Digne M. Marcovicz, Jahrgang 1934, wandelt auf ähnlichen Wegen. Auch sie will die Comic-Ästhetik nutzen, um das Menschheitsverbrechen schlechthin für die Nachwelt festzuhalten – angeregt, wie sie erzählt, durch einen ihrer Enkel, der praktisch nichts mit dem Wort Holocaust anfangen konnte. „Schon heute weiß jeder fünfte Jugendliche nicht mehr, wer oder was Auschwitz war oder ist“, erklärt die Fotoreporterin, Journalistin, Filmemacherin und Künstlerin aus Berlin, Bezug nehmend auf soziologische Untersuchungen. Das wollte sie ändern, indem sie zwölf Überlebende der versuchten Ermordung aller Juden Europas zu Wort kommen lässt. In Comics. Man könne sich an die Ästhetik von Mangas erinnert fühlen, formuliert sie vorsichtig.

„Massel“ nennt Marcovicz ihr Projekt, bei dem sie der Bühnenbildner Notker Schweikhardt unterstützt hat. Es ist ein jiddisches Wort, das in etwa „Glück im Unglück“ bedeutet. Sie hat Überlebende des Holocaust in Jerusalem, Warschau und Berlin besucht, Interviews mit ihnen auf einer digitalen Kamera festgehalten – und daraus ein 370-seitiges Buch mit vielen Bildern und wenig Text gemacht. Derzeit interessieren sich mehrere Verlage für das Manuskript.

Wenn man diese Geschichtensammlung durchblättert, ist schnell klar: Marcovicz versteht ihr Fach des fotografischen Erzählens – sie hat jahrzehntelang als Spiegel-Fotografin gearbeitet.
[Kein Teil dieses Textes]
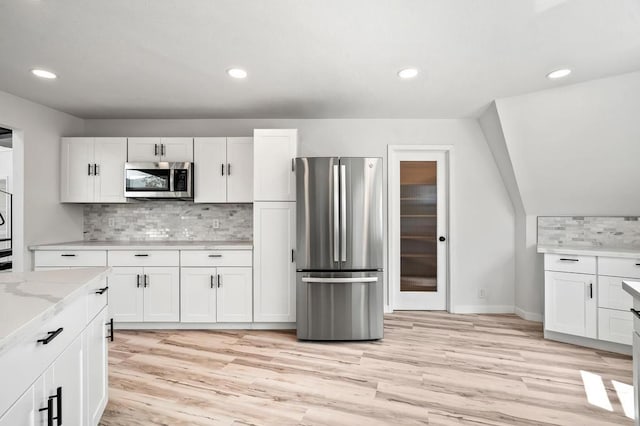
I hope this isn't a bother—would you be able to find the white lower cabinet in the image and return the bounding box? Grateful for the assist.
[544,271,597,338]
[180,267,253,323]
[109,266,180,322]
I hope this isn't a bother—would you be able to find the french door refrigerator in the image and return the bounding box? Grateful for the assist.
[295,157,383,340]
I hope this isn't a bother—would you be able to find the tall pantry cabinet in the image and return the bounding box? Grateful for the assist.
[253,129,298,322]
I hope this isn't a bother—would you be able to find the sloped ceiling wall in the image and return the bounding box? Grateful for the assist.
[498,72,640,215]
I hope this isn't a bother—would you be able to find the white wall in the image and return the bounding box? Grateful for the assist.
[86,119,514,312]
[0,92,84,271]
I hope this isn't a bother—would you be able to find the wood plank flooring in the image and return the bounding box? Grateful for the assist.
[101,312,632,426]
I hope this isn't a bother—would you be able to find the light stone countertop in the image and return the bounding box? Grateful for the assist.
[29,241,253,250]
[0,268,110,354]
[622,280,640,299]
[538,245,640,259]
Die packenden Geschichten des Überlebens, des Glücks und Leids in einer schier ausweglosen Situation vermag Marcovicz in Bilder zu fassen, die genau die so nötige Balance halten, wenn es um den Holocaust geht: alles vermitteln, ohne alles zu zeigen.

Hier nutzt Marcovicz einen Kniff: Die Bildergeschichten sind keine klassischen Comics, bei der eine begabte Hand Geschehen zeichnet. Ihre Comics bestehen aus Fotos der Interviews, aus transkribierten Passagen der Interviews mit den Überlebenden oder Zitaten aus deren Veröffentlichungen. Hinzu kommen Fotos oder Karten aus Archiven, die das damalige Geschehen zusätzlich illustrieren. Dies vermittelnde Erzählen, dieser Filter hilft, dass kein voyeuristisches Schauen möglich ist.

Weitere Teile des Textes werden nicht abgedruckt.